Assim o poeta procede em “O Rei Afonso”.
Aqui, o rei Afonso, o Derradeiro,
Vê naus que não são mais as naus do porto.
São já as naus febris do sonho morto
No mar tão vasto como traiçoeiro.
Aqui, o mesmo rei, também chamado
Restaurador do Império Agonizante,
Perde para o inimigo, doravante,
O reino duramente conquistado.
O rei, flor-de-lis santa e vulnerável
Ferido pela dor inevitável,
Perdoa a punhalada do assassino
E morre sem palavra de desgosto,
Mostrando paz até o fim no rosto,
A mesma paz dos tempos de menino...
Louco esse poeta vestido do pôr do sol,
mas que tinha uma rosa na cabeça? Bicho
estranho que não queria morrer enquanto existisse estrelas cintilando no céu e
o pássaro cantando? Homem da lua, triste divagando pelas ruas da Bahia? O que
tocava o violino nas solidões de sua cidade natal com as cordas do sorriso?

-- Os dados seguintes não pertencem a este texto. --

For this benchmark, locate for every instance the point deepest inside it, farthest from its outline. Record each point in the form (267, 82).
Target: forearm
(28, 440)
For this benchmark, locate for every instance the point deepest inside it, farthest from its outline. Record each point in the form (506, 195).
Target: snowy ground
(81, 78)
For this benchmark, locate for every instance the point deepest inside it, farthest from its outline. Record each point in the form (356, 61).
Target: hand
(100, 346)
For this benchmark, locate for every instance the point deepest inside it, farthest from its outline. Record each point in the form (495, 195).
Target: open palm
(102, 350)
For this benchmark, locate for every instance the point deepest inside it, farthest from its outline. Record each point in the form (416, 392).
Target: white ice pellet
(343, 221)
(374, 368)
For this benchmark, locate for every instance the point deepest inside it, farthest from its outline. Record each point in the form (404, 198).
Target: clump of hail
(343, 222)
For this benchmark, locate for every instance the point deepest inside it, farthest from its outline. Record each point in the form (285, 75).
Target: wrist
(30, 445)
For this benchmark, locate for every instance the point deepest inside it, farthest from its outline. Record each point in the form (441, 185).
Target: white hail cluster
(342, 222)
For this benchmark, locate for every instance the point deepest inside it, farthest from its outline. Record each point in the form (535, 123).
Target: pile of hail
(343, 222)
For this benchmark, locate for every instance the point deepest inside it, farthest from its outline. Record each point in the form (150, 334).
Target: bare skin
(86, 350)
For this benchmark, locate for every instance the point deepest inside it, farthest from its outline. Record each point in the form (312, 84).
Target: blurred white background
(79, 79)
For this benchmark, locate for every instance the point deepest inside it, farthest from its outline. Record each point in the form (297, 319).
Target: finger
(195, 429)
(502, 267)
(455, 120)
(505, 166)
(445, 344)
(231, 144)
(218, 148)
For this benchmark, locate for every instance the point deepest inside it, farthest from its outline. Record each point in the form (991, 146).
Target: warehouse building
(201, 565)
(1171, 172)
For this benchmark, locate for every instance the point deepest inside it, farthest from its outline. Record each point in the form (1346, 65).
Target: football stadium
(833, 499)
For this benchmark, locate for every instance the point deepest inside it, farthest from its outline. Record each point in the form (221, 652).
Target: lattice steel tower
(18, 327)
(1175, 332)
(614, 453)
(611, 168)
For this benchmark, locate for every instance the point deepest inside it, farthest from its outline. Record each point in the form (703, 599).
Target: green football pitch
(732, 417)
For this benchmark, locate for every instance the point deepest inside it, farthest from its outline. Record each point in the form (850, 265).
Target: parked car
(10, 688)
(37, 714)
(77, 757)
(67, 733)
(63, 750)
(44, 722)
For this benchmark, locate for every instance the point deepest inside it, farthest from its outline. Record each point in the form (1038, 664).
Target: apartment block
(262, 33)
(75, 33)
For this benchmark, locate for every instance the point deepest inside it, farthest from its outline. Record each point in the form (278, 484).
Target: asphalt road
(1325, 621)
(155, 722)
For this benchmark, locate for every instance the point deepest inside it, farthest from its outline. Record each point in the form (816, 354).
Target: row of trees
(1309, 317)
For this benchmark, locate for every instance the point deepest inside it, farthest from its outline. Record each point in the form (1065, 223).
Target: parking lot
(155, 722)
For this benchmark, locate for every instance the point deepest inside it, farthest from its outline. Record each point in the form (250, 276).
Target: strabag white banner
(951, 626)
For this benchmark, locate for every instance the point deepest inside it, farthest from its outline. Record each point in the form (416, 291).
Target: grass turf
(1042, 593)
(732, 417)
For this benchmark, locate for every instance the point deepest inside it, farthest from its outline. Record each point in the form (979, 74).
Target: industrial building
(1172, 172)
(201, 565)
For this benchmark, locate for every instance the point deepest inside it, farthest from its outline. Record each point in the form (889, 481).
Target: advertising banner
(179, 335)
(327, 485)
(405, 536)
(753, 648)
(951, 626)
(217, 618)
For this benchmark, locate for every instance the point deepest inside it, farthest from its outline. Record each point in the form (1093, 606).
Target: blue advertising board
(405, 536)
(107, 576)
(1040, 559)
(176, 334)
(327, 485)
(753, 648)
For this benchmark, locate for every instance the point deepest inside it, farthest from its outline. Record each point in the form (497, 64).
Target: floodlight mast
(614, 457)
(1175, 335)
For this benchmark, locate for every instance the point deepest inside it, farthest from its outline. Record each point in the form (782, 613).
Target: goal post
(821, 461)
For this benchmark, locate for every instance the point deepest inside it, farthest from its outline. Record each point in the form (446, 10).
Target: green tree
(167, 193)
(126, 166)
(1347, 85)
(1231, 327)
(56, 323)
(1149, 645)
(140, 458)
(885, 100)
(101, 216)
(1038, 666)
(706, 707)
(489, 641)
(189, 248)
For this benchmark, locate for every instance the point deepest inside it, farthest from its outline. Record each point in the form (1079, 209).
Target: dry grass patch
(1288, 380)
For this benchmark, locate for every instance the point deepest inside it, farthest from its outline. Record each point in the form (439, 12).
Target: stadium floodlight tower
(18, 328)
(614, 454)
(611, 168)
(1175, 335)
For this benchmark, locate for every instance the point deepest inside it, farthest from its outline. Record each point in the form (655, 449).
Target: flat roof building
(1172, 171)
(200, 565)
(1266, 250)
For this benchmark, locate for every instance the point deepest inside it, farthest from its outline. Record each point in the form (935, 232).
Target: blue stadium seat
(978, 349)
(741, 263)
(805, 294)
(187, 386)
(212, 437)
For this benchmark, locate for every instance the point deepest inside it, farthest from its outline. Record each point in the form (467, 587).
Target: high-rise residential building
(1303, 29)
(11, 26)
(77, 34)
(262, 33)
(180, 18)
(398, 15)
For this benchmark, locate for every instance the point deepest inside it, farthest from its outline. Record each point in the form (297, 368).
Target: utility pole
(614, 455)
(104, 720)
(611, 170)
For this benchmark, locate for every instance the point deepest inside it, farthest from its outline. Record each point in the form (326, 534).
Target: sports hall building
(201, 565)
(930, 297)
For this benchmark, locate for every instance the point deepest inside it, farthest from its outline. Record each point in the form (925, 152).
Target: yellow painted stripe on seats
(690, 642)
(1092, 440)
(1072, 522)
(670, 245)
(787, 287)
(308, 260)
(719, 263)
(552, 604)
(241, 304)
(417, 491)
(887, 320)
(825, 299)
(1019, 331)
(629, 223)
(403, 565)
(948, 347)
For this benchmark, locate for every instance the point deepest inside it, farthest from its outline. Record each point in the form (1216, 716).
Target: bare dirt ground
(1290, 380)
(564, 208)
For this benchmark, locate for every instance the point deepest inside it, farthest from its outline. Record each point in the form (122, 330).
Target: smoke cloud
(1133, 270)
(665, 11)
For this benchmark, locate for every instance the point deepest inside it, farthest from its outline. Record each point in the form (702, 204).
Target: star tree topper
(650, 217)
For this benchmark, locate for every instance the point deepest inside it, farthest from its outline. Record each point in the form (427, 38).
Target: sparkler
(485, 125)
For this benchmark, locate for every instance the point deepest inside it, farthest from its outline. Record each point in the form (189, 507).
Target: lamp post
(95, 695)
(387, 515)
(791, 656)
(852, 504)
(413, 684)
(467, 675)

Ousado guerreiro, dispersivo, que tudo arriscava num momento veloz e
passageiro? Um detentor de humanas paixões, que morreu sereno e forte?
Era
poeta que tinha um olhar vago, de mendigo e sonhador, de aspecto excessivo de
profeta. Banhava-se nas águas da
esperança. Não há quem não desperte enriquecido quando se entra em contato com
a sua lírica de alto nível, não se deixe encantar com o prontuário iluminado
onde não morre a solidão solidária, imaginada nos toques do amor. Quanta simplicidade em versos que enleiam,
rumorejam com generosidade, primam por relâmpagos que nos mostram da vida
verdades. Poeta de alma com doces soluços, brilhantes abraços da cor dos
lírios, dos jasmins com seus inebriantes perfumes. Oferta, na chuva que bate
nas orelhas, incandescentes ternuras naquele lugar onde a esperança não
morre.
No poema “De Um Rabisco”, de fino humor,
os versos como se fossem para serem lidos em dia de riso, Afonso Manta alerta:
Há que deixar em paz o poema.
Ou o poema nos afeta.
O poema há de ser perfeito.
Ou ele come o poeta.
No seu caso, o poema, por ser perfeito,
alimenta a alma, comete a catarse de curar como o melhor alento.
Leitura Sugerida
*Antologia Poética, Afonso Manta,
Editora da Assembleia Legislativa do Estado da Bahia – ALBA, em parceria com a
Academia de Letras da Bahia, Coleção Mestres da Literatura Baiana, organização,
seleção e prefácio de Ruy Espinheira Filho, Salvador, 2013.